Baring Chests and Emotions in an Eruption of Energy

Via The New York Times

By Anna Kisselgoff

Throughout ''In Spite of Wishing and Wanting,'' a high-energy mixed-media production strong on primal screams and fierce physicality, the experimental Belgian choreographer Wim Vandekeybus and the American art-rock composer David Byrne manage to say something powerful about nonverbal expression.

Talk is a major component of the two-hour piece, presented by the choreographer's troupe, Ultima Vez, on Tuesday night as part of the opening of Lincoln Center Festival 2000. Yet what is not said is the subliminal theme of the evening. Mr.
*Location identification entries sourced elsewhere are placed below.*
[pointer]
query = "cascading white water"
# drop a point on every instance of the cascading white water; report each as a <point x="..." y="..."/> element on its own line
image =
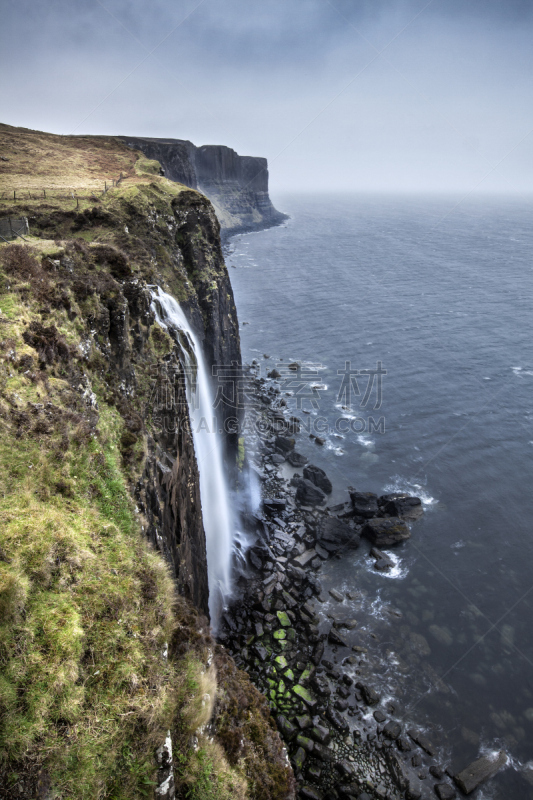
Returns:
<point x="216" y="511"/>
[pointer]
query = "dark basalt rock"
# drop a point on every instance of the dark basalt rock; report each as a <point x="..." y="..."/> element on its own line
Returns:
<point x="337" y="720"/>
<point x="422" y="741"/>
<point x="386" y="531"/>
<point x="334" y="637"/>
<point x="320" y="685"/>
<point x="274" y="505"/>
<point x="365" y="504"/>
<point x="345" y="768"/>
<point x="324" y="753"/>
<point x="308" y="494"/>
<point x="392" y="730"/>
<point x="284" y="444"/>
<point x="479" y="771"/>
<point x="319" y="478"/>
<point x="370" y="696"/>
<point x="445" y="792"/>
<point x="321" y="734"/>
<point x="401" y="505"/>
<point x="296" y="459"/>
<point x="286" y="728"/>
<point x="310" y="793"/>
<point x="332" y="533"/>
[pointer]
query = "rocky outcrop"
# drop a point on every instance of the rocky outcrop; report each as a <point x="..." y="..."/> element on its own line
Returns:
<point x="183" y="235"/>
<point x="236" y="185"/>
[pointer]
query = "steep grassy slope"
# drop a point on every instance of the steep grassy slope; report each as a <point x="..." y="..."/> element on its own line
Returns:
<point x="99" y="656"/>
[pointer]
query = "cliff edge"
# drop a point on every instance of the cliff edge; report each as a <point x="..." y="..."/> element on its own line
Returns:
<point x="236" y="185"/>
<point x="110" y="683"/>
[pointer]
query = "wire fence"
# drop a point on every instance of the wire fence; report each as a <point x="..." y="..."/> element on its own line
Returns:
<point x="60" y="193"/>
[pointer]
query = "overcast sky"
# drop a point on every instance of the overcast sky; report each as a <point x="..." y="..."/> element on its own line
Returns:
<point x="382" y="95"/>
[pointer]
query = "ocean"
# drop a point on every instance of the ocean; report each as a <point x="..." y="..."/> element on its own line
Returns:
<point x="412" y="320"/>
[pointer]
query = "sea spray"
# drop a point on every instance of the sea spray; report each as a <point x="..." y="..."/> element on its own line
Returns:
<point x="216" y="509"/>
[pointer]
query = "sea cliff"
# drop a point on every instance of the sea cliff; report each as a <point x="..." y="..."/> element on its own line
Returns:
<point x="106" y="661"/>
<point x="236" y="185"/>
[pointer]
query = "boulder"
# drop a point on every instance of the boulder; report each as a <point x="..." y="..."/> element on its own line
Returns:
<point x="284" y="444"/>
<point x="332" y="534"/>
<point x="286" y="728"/>
<point x="479" y="771"/>
<point x="336" y="720"/>
<point x="445" y="792"/>
<point x="386" y="531"/>
<point x="308" y="494"/>
<point x="274" y="505"/>
<point x="296" y="459"/>
<point x="370" y="696"/>
<point x="392" y="730"/>
<point x="401" y="505"/>
<point x="422" y="741"/>
<point x="335" y="638"/>
<point x="365" y="504"/>
<point x="318" y="477"/>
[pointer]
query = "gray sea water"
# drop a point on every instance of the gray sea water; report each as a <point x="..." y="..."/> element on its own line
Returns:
<point x="439" y="292"/>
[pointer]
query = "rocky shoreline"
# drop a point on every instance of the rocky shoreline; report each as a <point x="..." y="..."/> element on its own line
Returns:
<point x="344" y="736"/>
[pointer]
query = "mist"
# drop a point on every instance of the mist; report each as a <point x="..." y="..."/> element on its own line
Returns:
<point x="340" y="96"/>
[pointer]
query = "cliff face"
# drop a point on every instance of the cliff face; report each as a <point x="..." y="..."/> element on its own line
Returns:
<point x="236" y="185"/>
<point x="98" y="656"/>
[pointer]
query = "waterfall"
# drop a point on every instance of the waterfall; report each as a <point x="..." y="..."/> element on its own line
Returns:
<point x="216" y="510"/>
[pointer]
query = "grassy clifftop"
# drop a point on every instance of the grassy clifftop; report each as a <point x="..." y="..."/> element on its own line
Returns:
<point x="99" y="656"/>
Vandekeybus wonders how our innermost desires and wishes can be communicated, and the entire production seems to embody this difficulty.

''In Spite'' is not for those who do not care to see raw material left deliberately raw by a highly controlling director and choreographer. The piece does not breathe with the mind-boggling spontaneity that brought Mr. Vandekeybus triumphantly to New York in 1987 with his first work, ''What the Body Does not Remember.''

But anything he does is of compelling interest, and those who wish to see something original, if uneven, will be rewarded tonight and tomorrow at La Guardia High School, 100 Amsterdam Avenue, at 64th Street. On Tuesday ''In Spite of Wishing and Wanting'' received a delirious reception from a young audience.

From his earlier preoccupation with the power of instinct in human behavior, Mr. Vandekeybus has moved on to the more familiar territory of the subconscious. As men gallop around the stage and paw like horses, as a pillow explodes and scatters its feathers in the air, as a blind performer (the remarkable Said Gharbi) is totally integrated into an all-male cast that leaps, rolls, butts heads and engages in an intricate series of hand thrusts and parries, the entire evening takes on the aura of a purposefully incoherent fantasy.

The atmosphere is not dreamlike, although the ruling conceit in many images holds that our innermost wishes are hidden in our dreams. In a stunning passage, occasionally reprised, the men, in sarilike skirts with torsos bare, strike sculptural poses as sleeping figures. They stand and sit, with a head resting on an arm or behind a neck, elbow bent.

At its deepest, the piece has a Goyaesque dimension. Like the choreographer Anne Teresa De Keersmaeker and Jan Fabre, who is more concerned with dance theater, Mr. Vandekeybus came out of a Flemish experimental scene, working with textless movement-theater.

It may be a stretch to remember that Spain once ruled Flanders. But within this highly structured piece, in which even roars and growls have clear parameters, there is a plunge into the irrational. Goya warned darkly of the flight of reason; Mr. Vandekeybus accepts it as a part of life, even as a dubious liberation.

Mr. Byrne's score, which includes the sound effects he calls ambient sound, offers a strong pulse, and its vocal fragments seem to lure the listener into a wind tunnel. It serves its purpose.

The often complex choreography is the strongest part of the piece. In a work that wrestles with how to express desires, the dancing does so better than the text recited onstage by the performers or the dialogue in two badly made films, inspired by the short stories of the Argentine writer Julio Cortazar. The films, shown on a screen lowered onto the stage, focus on a man who sells homilies so people can convey their desires or their putative last words. The buyers are incapable of uttering them without his help.

But animals are unfettered in this respect, and the image of men pretending to be wild horses sets the tone of the piece. Mr. Vandekeybus spends a bit too much time snorting and throwing his head back, and excess is the word for the scene in which a wild boy, free but noisy, is tamed. By contrast socialization is brilliantly described when 10 men match two halves of oranges and pair off when the halves fit: two halves of a platonic ideal in an image that is less than erotic.

The narrative thread is carried by Benoit Gob, who speaks in French and English of childhood fantasies that were quelled because they were on too grand a scale. Dancers accuse one another of stealing their desires. Mr. Gharbi, a Moroccan living in Belgium, speaks in Arabic, and the multinational cast reflects the desires of those who migrate from southern climes to countries like Belgium. Yes, they desire a better life. Reality intrudes upon fantasy.

The admirable performers include Nordine Benchorf, Jordi Gali Melendez, German Jauregui Allue, Juha-Pekka Marsalo, Igor Paszkiewicz, Ali Salmi, Giovanni Scarcella, Piotr Torzawa Giro and Gavin Webber.